He has appeared on national television, in main stream and local publications and has consulted with professional sports clubs, businesses and medical groups world wide.
Below is a recent article featuring elite athlete Darrell Reid and Dr Glashow.
Denver Broncos LB Darrell Reid May Miss Entire Training Camp – Undergoes Cutting Edge Knee Surgery
Monday February 15, 2010; 8:47pmMST
Surgery may prevent Denver Broncos outside linebacker-defensive end Darrell Reid from participating fully in training camp at the very least.
“I had knee surgery in New York after I got back from the Super Bowl. I was told the recovery time could be between six to eight months,” said Reid to Fox 31’s Josina Anderson on Monday.
Reid indicated he underwent a new surgical process called the articular allograft cartilage transplant procedure in Mount Sinai hospital in New York on Feb.11. He elected this treatment to address connective tissue damage in his left knee.

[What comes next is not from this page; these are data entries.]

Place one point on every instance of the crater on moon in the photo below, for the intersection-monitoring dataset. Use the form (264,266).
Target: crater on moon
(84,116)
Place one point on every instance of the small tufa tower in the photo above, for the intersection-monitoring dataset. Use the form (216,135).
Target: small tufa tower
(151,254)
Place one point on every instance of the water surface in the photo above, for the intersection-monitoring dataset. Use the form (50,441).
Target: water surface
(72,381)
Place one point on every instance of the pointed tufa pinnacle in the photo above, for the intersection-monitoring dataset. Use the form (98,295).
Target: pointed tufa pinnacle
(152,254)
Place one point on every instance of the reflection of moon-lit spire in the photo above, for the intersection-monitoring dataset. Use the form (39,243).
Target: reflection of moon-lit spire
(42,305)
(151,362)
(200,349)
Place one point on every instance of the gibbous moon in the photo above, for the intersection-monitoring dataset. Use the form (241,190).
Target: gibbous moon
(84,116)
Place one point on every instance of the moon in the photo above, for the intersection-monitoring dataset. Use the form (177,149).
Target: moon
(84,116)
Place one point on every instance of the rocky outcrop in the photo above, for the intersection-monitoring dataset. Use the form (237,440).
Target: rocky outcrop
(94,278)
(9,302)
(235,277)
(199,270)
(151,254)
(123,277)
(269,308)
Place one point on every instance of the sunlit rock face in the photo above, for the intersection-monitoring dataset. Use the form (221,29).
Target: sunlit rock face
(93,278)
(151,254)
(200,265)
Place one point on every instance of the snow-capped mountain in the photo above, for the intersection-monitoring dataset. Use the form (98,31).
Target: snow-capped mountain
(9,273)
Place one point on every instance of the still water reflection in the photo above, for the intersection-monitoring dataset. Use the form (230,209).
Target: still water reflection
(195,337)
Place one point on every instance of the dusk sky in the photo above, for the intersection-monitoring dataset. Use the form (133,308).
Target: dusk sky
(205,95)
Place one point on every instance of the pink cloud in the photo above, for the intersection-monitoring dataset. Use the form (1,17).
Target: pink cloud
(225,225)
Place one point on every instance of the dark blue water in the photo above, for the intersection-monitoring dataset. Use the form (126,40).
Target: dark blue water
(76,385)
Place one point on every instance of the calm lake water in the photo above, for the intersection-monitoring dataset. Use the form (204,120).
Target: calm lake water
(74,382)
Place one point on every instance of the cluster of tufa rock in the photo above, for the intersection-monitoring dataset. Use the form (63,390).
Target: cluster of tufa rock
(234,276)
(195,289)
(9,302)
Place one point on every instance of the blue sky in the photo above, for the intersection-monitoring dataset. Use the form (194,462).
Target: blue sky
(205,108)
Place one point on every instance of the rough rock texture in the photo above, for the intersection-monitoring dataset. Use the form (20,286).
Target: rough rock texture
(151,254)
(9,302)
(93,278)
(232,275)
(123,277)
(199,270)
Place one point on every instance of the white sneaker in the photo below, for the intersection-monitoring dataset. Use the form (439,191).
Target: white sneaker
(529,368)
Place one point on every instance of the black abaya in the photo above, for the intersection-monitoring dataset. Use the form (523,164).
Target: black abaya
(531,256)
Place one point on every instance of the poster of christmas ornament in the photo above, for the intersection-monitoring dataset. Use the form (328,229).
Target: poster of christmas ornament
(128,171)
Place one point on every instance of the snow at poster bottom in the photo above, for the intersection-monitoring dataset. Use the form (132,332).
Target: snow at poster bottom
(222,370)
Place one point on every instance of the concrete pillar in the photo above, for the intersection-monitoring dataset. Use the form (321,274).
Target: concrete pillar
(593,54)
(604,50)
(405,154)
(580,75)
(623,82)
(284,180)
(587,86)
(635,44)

“I had the surgery because I have a significant hole in the cartilage in my knee. The doctors aren’t exactly sure how this happened but they have a theory. Although there are signs of wear and tear, my injury looks like it is rigid; so they think my defect–they call it a defect–is most likely fresh,” said Reid.
Reid estimates he injured his left knee in the second half of the Broncos home game against the Pittsburgh Steelers Nov.9.
Initially Reid made the decision to keep his condition to himself.
“I’m the type that doesn’t really like the training room, so I really didn’t tell the trainers what was going on at first; but after the Colts game it got so sore that I knew I had to get on top of it. I had to tell the trainers. I told them after the Colts game because I knew that it wasn’t good,” acknowledged Reid.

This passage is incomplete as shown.